The present invention concerns a method of monitoring filter components. The components are hollow and employed for filtering hot and dusty gases.
A hot-gas filter with tubes suspended from a perforated slab that divides the housing into an unfiltered-gas section and a filtered-gas section is known from German Patent 3 515 365. Unfiltered gas gets into the filtered gas when one of the tubes in this filter breaks and malfunctions. The whole filter has to be taken out of operation and the defective tube replaced to prevent too much dust and contaminants from getting into the filtered gas. The result is unnecessarily interrupted production.
The tubes in the filter housing disclosed in German OS 3 938 264, which is equivalent to European 0 433 637, are assigned group-by-group or row-by-row to individual headers that convey the filtered gas away. The ceramic tubes rest on or are positioned under the headers. The headers are distributed over the cross-section of the housing on one or more levels. The headers communicate with filtered-gas lines inside or outside the housing. There is also no way to handle the malfunctions that occur when one of these tubes breaks.
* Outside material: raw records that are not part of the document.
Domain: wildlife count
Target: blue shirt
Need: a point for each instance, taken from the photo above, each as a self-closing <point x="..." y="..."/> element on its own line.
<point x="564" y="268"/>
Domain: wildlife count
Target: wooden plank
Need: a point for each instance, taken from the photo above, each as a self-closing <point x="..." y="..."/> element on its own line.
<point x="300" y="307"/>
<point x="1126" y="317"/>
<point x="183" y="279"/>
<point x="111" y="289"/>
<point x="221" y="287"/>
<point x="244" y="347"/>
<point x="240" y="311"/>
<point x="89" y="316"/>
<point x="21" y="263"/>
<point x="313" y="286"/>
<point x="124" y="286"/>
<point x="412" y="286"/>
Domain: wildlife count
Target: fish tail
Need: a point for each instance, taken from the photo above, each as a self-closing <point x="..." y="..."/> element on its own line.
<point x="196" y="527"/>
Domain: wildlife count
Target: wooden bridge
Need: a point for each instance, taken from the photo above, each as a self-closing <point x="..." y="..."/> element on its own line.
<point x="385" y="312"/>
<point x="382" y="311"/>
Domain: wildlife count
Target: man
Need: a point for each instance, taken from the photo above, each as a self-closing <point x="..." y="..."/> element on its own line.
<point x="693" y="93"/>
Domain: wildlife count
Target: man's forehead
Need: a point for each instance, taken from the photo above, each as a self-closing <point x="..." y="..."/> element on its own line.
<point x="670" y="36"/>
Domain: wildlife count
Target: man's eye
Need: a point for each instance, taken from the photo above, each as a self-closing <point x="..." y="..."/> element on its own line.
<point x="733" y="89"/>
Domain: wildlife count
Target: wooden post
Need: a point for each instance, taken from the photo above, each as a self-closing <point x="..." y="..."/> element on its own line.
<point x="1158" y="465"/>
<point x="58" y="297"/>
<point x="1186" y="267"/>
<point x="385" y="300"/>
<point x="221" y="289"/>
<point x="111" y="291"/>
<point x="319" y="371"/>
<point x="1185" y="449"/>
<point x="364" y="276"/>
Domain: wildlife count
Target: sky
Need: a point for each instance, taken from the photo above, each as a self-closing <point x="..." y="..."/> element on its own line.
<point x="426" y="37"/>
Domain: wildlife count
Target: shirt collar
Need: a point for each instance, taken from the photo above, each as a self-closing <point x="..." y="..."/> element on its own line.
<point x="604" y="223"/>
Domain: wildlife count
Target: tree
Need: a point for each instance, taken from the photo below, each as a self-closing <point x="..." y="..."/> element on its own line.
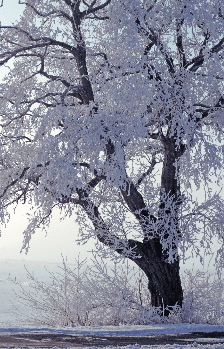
<point x="104" y="97"/>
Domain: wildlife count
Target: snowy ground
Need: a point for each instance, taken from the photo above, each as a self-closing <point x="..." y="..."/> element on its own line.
<point x="126" y="330"/>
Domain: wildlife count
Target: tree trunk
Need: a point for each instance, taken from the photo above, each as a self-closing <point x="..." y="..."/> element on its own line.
<point x="164" y="281"/>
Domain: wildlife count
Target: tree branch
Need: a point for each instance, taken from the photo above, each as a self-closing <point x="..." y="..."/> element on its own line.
<point x="61" y="13"/>
<point x="94" y="9"/>
<point x="148" y="171"/>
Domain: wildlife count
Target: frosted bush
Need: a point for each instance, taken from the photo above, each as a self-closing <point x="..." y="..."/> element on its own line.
<point x="97" y="296"/>
<point x="203" y="298"/>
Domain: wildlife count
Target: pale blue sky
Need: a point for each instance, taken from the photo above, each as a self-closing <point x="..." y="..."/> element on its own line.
<point x="61" y="235"/>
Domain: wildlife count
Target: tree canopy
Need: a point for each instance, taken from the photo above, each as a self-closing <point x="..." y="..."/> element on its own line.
<point x="113" y="110"/>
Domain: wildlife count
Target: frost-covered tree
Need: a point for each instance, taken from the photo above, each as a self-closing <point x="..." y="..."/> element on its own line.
<point x="113" y="110"/>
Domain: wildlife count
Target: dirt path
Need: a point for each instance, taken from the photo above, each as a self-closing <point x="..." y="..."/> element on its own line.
<point x="49" y="340"/>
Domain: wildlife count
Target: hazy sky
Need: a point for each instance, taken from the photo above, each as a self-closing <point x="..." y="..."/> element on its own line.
<point x="61" y="235"/>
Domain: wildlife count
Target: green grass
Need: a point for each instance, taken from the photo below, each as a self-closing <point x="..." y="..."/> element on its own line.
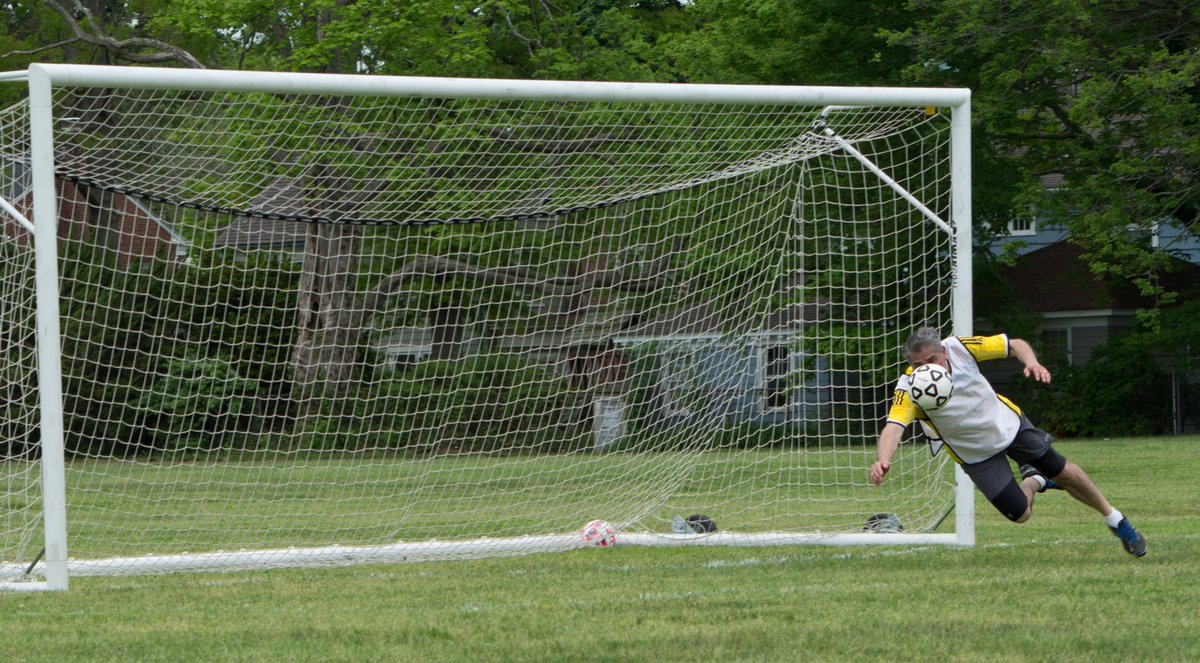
<point x="1056" y="589"/>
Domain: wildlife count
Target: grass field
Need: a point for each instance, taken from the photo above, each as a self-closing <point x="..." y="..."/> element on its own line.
<point x="1056" y="589"/>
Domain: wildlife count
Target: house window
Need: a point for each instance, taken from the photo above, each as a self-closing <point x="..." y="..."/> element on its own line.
<point x="1055" y="346"/>
<point x="777" y="366"/>
<point x="1023" y="226"/>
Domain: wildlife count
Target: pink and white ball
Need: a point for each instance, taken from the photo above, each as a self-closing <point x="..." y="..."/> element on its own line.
<point x="599" y="533"/>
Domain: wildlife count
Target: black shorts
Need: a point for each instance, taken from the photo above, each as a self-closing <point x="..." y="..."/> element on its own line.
<point x="1030" y="446"/>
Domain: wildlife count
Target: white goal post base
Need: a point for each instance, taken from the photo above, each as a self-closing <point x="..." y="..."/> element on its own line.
<point x="427" y="551"/>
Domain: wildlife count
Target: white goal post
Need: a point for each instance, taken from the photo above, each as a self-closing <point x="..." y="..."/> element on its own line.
<point x="262" y="320"/>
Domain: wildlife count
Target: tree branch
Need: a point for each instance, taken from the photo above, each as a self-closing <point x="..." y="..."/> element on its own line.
<point x="124" y="49"/>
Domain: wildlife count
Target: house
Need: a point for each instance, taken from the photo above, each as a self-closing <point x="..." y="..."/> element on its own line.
<point x="711" y="365"/>
<point x="120" y="222"/>
<point x="251" y="233"/>
<point x="1079" y="310"/>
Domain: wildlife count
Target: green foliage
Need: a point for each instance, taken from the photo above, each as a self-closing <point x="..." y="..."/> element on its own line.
<point x="1123" y="389"/>
<point x="483" y="402"/>
<point x="1102" y="95"/>
<point x="169" y="356"/>
<point x="195" y="404"/>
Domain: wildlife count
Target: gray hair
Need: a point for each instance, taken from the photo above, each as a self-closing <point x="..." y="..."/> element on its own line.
<point x="922" y="340"/>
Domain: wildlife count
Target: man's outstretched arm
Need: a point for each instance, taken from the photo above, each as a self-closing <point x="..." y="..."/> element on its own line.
<point x="1025" y="354"/>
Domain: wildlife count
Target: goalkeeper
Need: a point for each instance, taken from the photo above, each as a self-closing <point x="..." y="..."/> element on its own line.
<point x="982" y="430"/>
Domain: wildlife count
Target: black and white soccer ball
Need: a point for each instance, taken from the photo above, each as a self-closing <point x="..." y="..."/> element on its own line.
<point x="931" y="387"/>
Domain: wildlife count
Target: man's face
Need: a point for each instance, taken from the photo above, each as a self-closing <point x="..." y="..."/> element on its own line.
<point x="928" y="356"/>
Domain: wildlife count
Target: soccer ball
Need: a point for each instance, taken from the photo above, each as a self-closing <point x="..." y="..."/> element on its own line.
<point x="599" y="533"/>
<point x="931" y="387"/>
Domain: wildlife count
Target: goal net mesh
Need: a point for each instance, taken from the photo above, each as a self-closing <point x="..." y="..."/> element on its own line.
<point x="294" y="324"/>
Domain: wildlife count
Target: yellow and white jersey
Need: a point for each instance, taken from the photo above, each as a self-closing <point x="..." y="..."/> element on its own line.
<point x="977" y="423"/>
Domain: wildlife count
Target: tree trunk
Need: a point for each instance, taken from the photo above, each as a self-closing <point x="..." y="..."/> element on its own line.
<point x="329" y="314"/>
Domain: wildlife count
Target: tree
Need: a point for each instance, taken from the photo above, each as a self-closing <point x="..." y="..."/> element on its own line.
<point x="1099" y="99"/>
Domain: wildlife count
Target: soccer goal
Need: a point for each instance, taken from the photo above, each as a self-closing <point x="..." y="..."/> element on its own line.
<point x="273" y="320"/>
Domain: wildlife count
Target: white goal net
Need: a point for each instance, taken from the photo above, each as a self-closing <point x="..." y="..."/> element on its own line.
<point x="333" y="320"/>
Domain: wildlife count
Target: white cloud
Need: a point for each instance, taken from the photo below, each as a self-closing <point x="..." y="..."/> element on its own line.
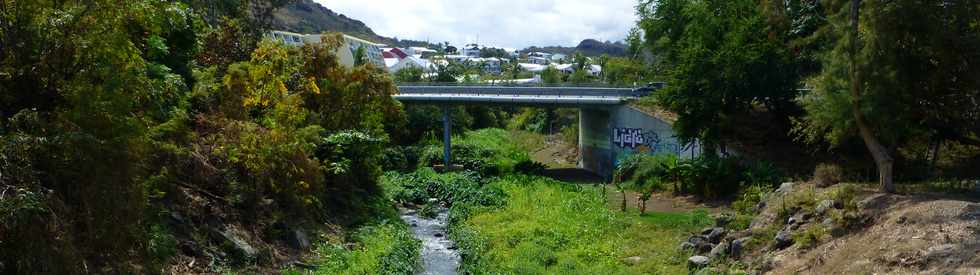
<point x="500" y="23"/>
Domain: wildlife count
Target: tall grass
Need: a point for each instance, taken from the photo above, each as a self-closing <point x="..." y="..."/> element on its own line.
<point x="548" y="227"/>
<point x="385" y="248"/>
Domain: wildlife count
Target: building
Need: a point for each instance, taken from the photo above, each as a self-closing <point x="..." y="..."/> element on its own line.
<point x="419" y="51"/>
<point x="471" y="50"/>
<point x="559" y="58"/>
<point x="538" y="60"/>
<point x="413" y="62"/>
<point x="372" y="51"/>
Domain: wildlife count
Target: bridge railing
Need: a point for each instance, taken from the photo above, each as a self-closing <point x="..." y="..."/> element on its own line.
<point x="526" y="90"/>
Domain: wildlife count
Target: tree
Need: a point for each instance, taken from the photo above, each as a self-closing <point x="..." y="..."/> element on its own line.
<point x="900" y="70"/>
<point x="551" y="75"/>
<point x="723" y="61"/>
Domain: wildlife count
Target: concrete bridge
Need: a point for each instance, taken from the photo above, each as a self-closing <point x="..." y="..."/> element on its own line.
<point x="609" y="128"/>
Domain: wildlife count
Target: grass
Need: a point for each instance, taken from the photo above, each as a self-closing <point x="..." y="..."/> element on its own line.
<point x="384" y="248"/>
<point x="548" y="227"/>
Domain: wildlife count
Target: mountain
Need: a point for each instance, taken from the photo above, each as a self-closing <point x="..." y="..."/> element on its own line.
<point x="306" y="16"/>
<point x="588" y="47"/>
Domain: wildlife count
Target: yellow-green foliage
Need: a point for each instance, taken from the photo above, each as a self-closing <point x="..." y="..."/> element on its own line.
<point x="385" y="248"/>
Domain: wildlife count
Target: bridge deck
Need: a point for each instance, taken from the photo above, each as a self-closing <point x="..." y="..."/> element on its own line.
<point x="517" y="95"/>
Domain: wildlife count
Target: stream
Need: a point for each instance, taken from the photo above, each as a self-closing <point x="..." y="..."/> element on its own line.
<point x="439" y="255"/>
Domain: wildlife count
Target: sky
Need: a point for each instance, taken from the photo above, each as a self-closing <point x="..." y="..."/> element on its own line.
<point x="513" y="24"/>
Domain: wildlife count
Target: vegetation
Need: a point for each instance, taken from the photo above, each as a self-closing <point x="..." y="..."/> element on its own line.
<point x="385" y="248"/>
<point x="123" y="115"/>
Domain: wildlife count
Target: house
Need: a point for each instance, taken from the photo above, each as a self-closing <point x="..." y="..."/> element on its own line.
<point x="559" y="58"/>
<point x="372" y="51"/>
<point x="538" y="60"/>
<point x="534" y="68"/>
<point x="419" y="51"/>
<point x="413" y="62"/>
<point x="471" y="50"/>
<point x="394" y="53"/>
<point x="490" y="65"/>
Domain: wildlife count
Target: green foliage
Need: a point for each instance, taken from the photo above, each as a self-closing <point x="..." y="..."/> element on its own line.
<point x="384" y="248"/>
<point x="827" y="175"/>
<point x="529" y="167"/>
<point x="551" y="76"/>
<point x="910" y="59"/>
<point x="707" y="176"/>
<point x="722" y="60"/>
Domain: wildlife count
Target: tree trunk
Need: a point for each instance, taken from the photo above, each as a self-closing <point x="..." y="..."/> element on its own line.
<point x="623" y="205"/>
<point x="882" y="158"/>
<point x="643" y="207"/>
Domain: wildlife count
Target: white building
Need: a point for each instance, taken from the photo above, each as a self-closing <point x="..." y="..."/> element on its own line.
<point x="413" y="62"/>
<point x="372" y="51"/>
<point x="471" y="50"/>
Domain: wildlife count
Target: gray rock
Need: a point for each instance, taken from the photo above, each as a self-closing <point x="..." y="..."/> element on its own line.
<point x="722" y="220"/>
<point x="823" y="206"/>
<point x="719" y="251"/>
<point x="783" y="239"/>
<point x="784" y="188"/>
<point x="238" y="245"/>
<point x="738" y="246"/>
<point x="705" y="247"/>
<point x="697" y="262"/>
<point x="299" y="240"/>
<point x="715" y="235"/>
<point x="696" y="240"/>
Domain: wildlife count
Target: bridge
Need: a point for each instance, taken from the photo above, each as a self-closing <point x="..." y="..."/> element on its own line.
<point x="541" y="96"/>
<point x="605" y="119"/>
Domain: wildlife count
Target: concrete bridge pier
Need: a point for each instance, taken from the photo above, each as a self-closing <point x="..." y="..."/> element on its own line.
<point x="447" y="135"/>
<point x="595" y="153"/>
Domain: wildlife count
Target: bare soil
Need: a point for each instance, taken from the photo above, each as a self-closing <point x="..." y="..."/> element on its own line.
<point x="906" y="234"/>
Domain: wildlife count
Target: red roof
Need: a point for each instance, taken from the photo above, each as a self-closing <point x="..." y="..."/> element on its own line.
<point x="396" y="52"/>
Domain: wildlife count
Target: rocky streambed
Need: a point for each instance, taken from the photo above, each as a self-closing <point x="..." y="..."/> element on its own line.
<point x="439" y="255"/>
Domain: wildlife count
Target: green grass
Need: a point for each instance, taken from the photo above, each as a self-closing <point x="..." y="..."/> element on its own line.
<point x="548" y="227"/>
<point x="384" y="248"/>
<point x="506" y="152"/>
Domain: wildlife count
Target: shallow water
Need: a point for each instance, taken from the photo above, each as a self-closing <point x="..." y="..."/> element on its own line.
<point x="439" y="255"/>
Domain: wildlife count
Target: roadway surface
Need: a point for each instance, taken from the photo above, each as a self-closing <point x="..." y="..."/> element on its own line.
<point x="517" y="95"/>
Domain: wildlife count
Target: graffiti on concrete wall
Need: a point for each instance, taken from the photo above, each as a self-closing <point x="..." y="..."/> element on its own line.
<point x="644" y="141"/>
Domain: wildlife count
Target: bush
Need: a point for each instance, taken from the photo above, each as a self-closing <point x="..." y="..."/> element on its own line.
<point x="529" y="167"/>
<point x="385" y="248"/>
<point x="826" y="175"/>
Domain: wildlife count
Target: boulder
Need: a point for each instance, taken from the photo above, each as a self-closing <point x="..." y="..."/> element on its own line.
<point x="715" y="235"/>
<point x="238" y="245"/>
<point x="687" y="246"/>
<point x="719" y="251"/>
<point x="785" y="188"/>
<point x="696" y="240"/>
<point x="299" y="240"/>
<point x="738" y="245"/>
<point x="722" y="220"/>
<point x="824" y="206"/>
<point x="697" y="262"/>
<point x="704" y="247"/>
<point x="783" y="239"/>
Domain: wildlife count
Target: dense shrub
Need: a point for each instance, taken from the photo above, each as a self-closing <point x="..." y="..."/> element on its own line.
<point x="384" y="248"/>
<point x="707" y="176"/>
<point x="827" y="175"/>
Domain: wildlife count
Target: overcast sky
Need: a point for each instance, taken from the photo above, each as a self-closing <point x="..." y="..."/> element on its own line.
<point x="502" y="23"/>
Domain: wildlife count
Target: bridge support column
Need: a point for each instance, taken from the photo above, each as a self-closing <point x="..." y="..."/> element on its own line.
<point x="447" y="135"/>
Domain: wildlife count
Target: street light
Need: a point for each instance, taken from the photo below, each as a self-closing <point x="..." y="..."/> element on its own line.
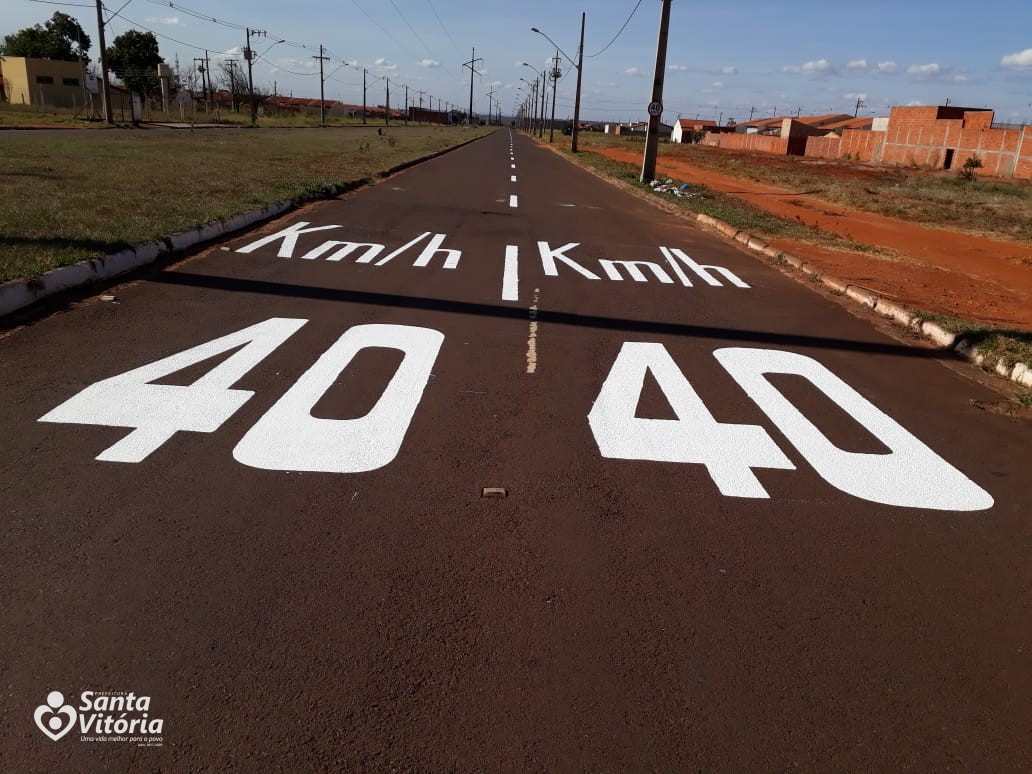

The ceramic tubes can be swept inside the housing of hot-gas filter known from German OS 3 938 264 (European 0 433 637) by injecting countercurrent bursts of a gas into the filtered-gas line. Measuring the pressure of the unfiltered gas and of the filtered gas to determine the difference is also known in this context (from U.S. Pat. No. 4,500,926). If the difference exceeds a prescribed threshold, a signal to sweep a specific group of filter components is emitted. The supply of unfiltered gas to that group is discontinued while it is being swept. The rate of flow of filtered gas through the header is measured and added to the difference that triggers the sweeping in another known approach (WIPO 88/07404). Even these techniques, however, reveal nothing about the state of a particular group of filter components in that the pressure and flow of the filtered gas is more or less determined from the gas leaving the housing.